Depuis qu’il a pris les rênes de Burberry, Riccardo Tisci repense et revisite l’ADN de l’institution britannique en lui insufflant une nouvelle pertinence en prise sur son temps. Pour ouvrir sa création sur le futur, le directeur artistique avait d’abord mis en œuvre un message en deux parties : ses collections homme et femme étaient constituées de deux moitiés ciblant chacune une génération : celle des “parents”, des bourgeois élégants, ladies ou gentlemen dans l’âme ; et celle des “enfants”, la fameuse “gen Z” mixant allègrement streetwear et tailoring, et misant particulièrement sur l’attitude. En tant qu’Italien, Riccardo Tisci voit clairement l’identité britannique de Burberry comme une marque en soi, un objet culturel désirable dont le monde entier peut souhaiter s’attribuer les qualités. Une histoire multistrate où se croisent les punks, la culture rave, le performeur Leigh Bowery, mais aussi la famille royale, avec ses palais londoniens et son château en Écosse. Cette richesse, Riccardo Tisci l’avait perçue lors de ses études au Central Saint Martins College, à l’époque où la prestigieuse école faisait pousser comme par magie le meilleur de la création de mode, des designers porteurs d’une vision et d’une exigence sans concession, affûtés à l’extrême, voire poussés dans leurs derniers retranchements par la célèbre directrice de la section mode (depuis disparue), Louise Wilson.
C’est donc avec son œil d’outsider éveillé, et avec l’empreinte indélébile qu’il a laissée dans la mode au cours de ses douze années passées chez Givenchy, que Tisci a débarqué chez Burberry en 2018. Sur son CV figuraient alors plusieurs faits d’armes : rassembler sous l’étendard d’une maison de mode des icônes aussi diverses que Madonna, Beyoncé et Jay-Z, la performeuse Marina Abramovic ou encore Donatella Versace – pourtant elle-même directrice artistique d’une maison de mode concurrente. Avoir proposé un prêt-à-porter féminin luxueux, sombre, dramatique, aux lignes aiguisées et richement orné, revisitant parfois l’iconographie catholique et empruntant souvent les procédés de la haute couture. Avoir importé et développé, dans la mode masculine, la culture streetwear déclinée dans de beaux matériaux – il sera d’ailleurs le premier directeur artistique d’une maison de luxe à collaborer avec Nike pour une collection capsule. Ou encore, avoir inventé le culte des imprimés millésimés, que les fans s’arrachent dès leur arrivée en boutique, comme des collectors.

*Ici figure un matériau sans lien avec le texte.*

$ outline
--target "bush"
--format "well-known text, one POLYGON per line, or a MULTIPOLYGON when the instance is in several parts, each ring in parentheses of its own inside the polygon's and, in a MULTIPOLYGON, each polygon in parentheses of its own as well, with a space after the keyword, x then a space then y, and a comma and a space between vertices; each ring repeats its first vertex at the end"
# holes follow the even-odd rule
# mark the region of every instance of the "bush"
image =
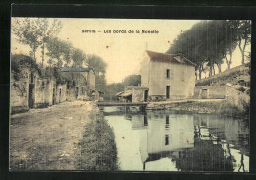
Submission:
POLYGON ((117 148, 112 128, 102 115, 91 115, 85 134, 79 142, 81 150, 77 157, 79 170, 118 170, 117 148))
POLYGON ((244 92, 246 90, 246 89, 244 87, 239 87, 239 88, 237 88, 237 90, 241 92, 244 92))

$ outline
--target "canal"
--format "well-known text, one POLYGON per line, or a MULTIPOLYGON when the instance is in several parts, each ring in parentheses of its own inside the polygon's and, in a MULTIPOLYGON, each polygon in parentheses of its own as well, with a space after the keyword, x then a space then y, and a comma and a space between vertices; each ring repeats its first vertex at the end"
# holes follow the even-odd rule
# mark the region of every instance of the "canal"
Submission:
POLYGON ((249 120, 101 107, 113 128, 120 170, 249 171, 249 120))

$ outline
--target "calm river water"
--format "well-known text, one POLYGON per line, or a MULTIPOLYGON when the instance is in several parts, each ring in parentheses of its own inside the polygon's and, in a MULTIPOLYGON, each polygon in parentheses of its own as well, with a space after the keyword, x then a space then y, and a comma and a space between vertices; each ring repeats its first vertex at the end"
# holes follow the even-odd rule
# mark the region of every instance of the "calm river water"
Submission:
POLYGON ((121 170, 249 171, 244 119, 137 108, 103 107, 121 170))

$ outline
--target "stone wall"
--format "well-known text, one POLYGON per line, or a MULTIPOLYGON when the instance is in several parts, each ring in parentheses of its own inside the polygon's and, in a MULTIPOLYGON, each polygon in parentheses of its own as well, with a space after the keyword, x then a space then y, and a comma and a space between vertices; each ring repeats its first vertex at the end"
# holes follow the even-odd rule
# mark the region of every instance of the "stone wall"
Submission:
POLYGON ((127 86, 125 91, 132 91, 132 102, 144 102, 145 99, 145 90, 149 90, 146 87, 138 86, 127 86))
POLYGON ((29 80, 24 79, 15 81, 11 78, 10 87, 10 108, 11 112, 23 112, 29 110, 28 104, 28 90, 29 90, 29 80))
POLYGON ((237 90, 235 87, 226 86, 226 101, 242 111, 249 110, 250 107, 250 96, 237 90))
POLYGON ((194 91, 194 98, 204 98, 203 90, 206 90, 206 99, 224 99, 226 93, 225 86, 196 86, 194 91))

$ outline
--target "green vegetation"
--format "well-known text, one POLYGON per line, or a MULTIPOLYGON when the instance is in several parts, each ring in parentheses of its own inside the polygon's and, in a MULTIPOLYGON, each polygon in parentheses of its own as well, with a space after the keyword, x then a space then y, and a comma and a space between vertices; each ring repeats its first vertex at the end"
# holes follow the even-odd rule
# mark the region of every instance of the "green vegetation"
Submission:
POLYGON ((209 71, 214 75, 215 66, 221 72, 221 65, 226 62, 228 69, 232 64, 232 53, 239 47, 241 64, 250 53, 245 51, 251 43, 251 21, 213 20, 200 21, 190 30, 181 31, 167 53, 181 53, 196 64, 197 78, 209 71))
POLYGON ((11 71, 14 73, 15 80, 18 80, 20 78, 20 75, 22 73, 21 66, 32 68, 36 70, 39 74, 41 74, 41 69, 32 58, 23 54, 15 54, 11 56, 11 71))
POLYGON ((138 86, 141 84, 140 75, 129 75, 124 78, 122 83, 112 83, 107 85, 105 90, 104 100, 107 101, 116 101, 118 92, 124 91, 125 87, 127 86, 138 86))
MULTIPOLYGON (((195 137, 195 147, 174 157, 181 171, 233 171, 232 157, 225 157, 221 144, 195 137), (216 158, 218 157, 218 158, 216 158), (211 163, 209 163, 211 162, 211 163)), ((228 149, 229 144, 228 144, 228 149)))
POLYGON ((118 170, 115 135, 103 115, 91 114, 91 121, 78 145, 81 151, 76 169, 118 170))
POLYGON ((174 110, 197 112, 197 113, 216 113, 226 116, 248 116, 249 108, 241 111, 237 107, 230 105, 226 101, 222 102, 191 102, 182 103, 178 107, 174 107, 174 110))

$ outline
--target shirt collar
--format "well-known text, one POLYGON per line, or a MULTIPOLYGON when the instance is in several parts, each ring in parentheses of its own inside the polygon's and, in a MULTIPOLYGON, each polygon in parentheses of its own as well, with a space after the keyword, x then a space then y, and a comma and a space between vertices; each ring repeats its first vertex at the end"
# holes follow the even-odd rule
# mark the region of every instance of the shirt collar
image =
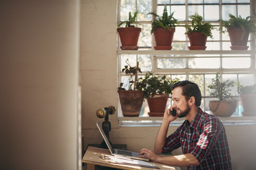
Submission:
POLYGON ((196 117, 193 119, 191 123, 189 125, 189 122, 187 120, 187 125, 189 125, 193 129, 197 129, 200 124, 200 122, 201 121, 201 117, 203 116, 203 110, 201 109, 200 107, 198 108, 197 113, 196 114, 196 117))

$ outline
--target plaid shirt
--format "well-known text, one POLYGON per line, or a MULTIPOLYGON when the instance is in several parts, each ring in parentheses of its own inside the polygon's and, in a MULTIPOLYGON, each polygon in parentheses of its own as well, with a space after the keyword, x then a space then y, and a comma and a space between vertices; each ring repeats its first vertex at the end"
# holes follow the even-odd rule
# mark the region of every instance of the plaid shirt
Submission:
POLYGON ((231 158, 224 126, 213 114, 200 108, 191 124, 185 120, 166 138, 163 154, 181 146, 183 154, 192 154, 200 165, 188 169, 232 169, 231 158))

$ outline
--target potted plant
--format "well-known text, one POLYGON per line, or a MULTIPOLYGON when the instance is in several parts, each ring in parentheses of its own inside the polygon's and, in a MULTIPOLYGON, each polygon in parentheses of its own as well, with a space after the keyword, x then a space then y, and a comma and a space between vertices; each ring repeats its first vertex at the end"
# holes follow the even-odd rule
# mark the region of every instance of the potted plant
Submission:
POLYGON ((218 100, 209 101, 210 110, 217 116, 230 116, 237 107, 237 101, 233 99, 233 94, 229 92, 231 91, 230 88, 234 87, 234 82, 229 79, 221 82, 218 73, 212 81, 212 83, 208 86, 213 90, 210 95, 218 99, 218 100))
POLYGON ((122 112, 125 117, 139 116, 144 100, 143 87, 146 84, 143 82, 142 79, 138 79, 138 71, 142 73, 139 67, 139 63, 137 66, 131 67, 126 60, 127 66, 122 70, 126 75, 129 75, 127 82, 128 90, 123 87, 123 83, 121 83, 118 88, 119 99, 121 106, 122 112))
POLYGON ((139 11, 137 11, 133 16, 131 16, 131 13, 130 12, 128 20, 122 22, 118 25, 117 31, 122 44, 120 48, 122 50, 138 50, 139 48, 137 44, 141 28, 135 27, 133 25, 137 23, 136 18, 138 12, 139 11), (119 28, 125 23, 126 24, 125 27, 119 28))
POLYGON ((243 86, 238 83, 238 92, 240 95, 243 112, 243 116, 255 116, 256 115, 256 84, 243 86))
POLYGON ((166 109, 166 104, 171 94, 171 86, 177 82, 177 79, 170 80, 166 75, 160 78, 153 76, 148 73, 143 80, 144 87, 144 96, 147 99, 150 112, 148 115, 152 117, 163 116, 166 109))
POLYGON ((171 50, 172 48, 171 44, 175 27, 179 24, 177 19, 173 17, 174 13, 174 12, 168 15, 166 4, 162 16, 154 12, 147 14, 154 16, 151 33, 153 33, 155 37, 156 45, 154 48, 155 50, 171 50))
POLYGON ((212 31, 213 26, 209 22, 203 22, 203 17, 195 13, 189 16, 191 23, 185 26, 187 34, 189 40, 189 50, 205 50, 207 37, 213 38, 212 31))
POLYGON ((241 15, 236 17, 229 14, 229 20, 221 20, 221 32, 224 32, 222 28, 224 27, 228 31, 230 39, 232 50, 247 50, 247 42, 250 33, 256 36, 255 17, 248 16, 245 19, 241 15))

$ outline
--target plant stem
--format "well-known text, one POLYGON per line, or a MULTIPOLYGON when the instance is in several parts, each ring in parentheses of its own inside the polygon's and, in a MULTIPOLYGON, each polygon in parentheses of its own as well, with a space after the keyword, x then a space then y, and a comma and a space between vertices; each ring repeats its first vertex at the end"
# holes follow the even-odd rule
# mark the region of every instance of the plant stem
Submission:
POLYGON ((138 79, 138 68, 139 67, 139 62, 137 62, 137 66, 136 66, 136 73, 135 73, 135 80, 134 80, 134 87, 133 88, 134 90, 135 90, 135 87, 136 87, 136 82, 137 82, 137 79, 138 79))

Avec son quarantième anniversaire célébré en 2014 pendant trois jours à Ibiza, et rassemblant personnalités de la mode et de la pop music (un événement que l’on pouvait suivre en temps réel au fil des selfies sur Instagram), Riccardo Tisci s’affirmait, au-delà d’un créateur, à la fois comme un fragment et comme un collaborateur indispensable de la culture de son époque. D’ailleurs, c’est bien lui qui, en 2011, signait la couverture de l’album Watch the Throne, réunissant deux forces majeures du rap, à l’époque encore à leur pic créatif : Kanye West et Jay-Z. Depuis, le terme même de “collaboration”, souvent réduit à “collab”, est devenu un TOC de notre époque où la mode, à force de se démocratiser, s’est massifiée et enchaînée volontairement aux “likes” d’Instagram. Comment écrire le futur de notre industrie dans une ère amnésique et saturée de propositions diverses, plus éphémères que jamais ? Et comment réagir à la pandémie actuelle, qui redéfinit nos priorités, nos désirs et nos habitudes ? C’est visiblement à ces questions que Riccardo Tisci a tenté de répondre ces derniers mois. Tout d’abord via sa campagne “festive” de fin d’année, accompagnant la collection éponyme et recoupant deux genres très populaires aujourd’hui : le film de mode, qui présente une collection, et le film de danse. Croisant avec succès ces deux exercices de style, la campagne célébrait le talent et l’énergie de la jeune génération. Pour ce faire, deux collectifs français, les réalisateurs de Megaforce et les chorégraphes de (La)Horde – étrangers à la culture britannique comme Riccardo Tisci – se voyaient chargés de mettre en scène deux phénomènes so British : les averses fréquentes et parfois franchement hostiles, et le tartan de Burberry, accoutumé depuis les années 20 à essuyer la pluie et la grêle.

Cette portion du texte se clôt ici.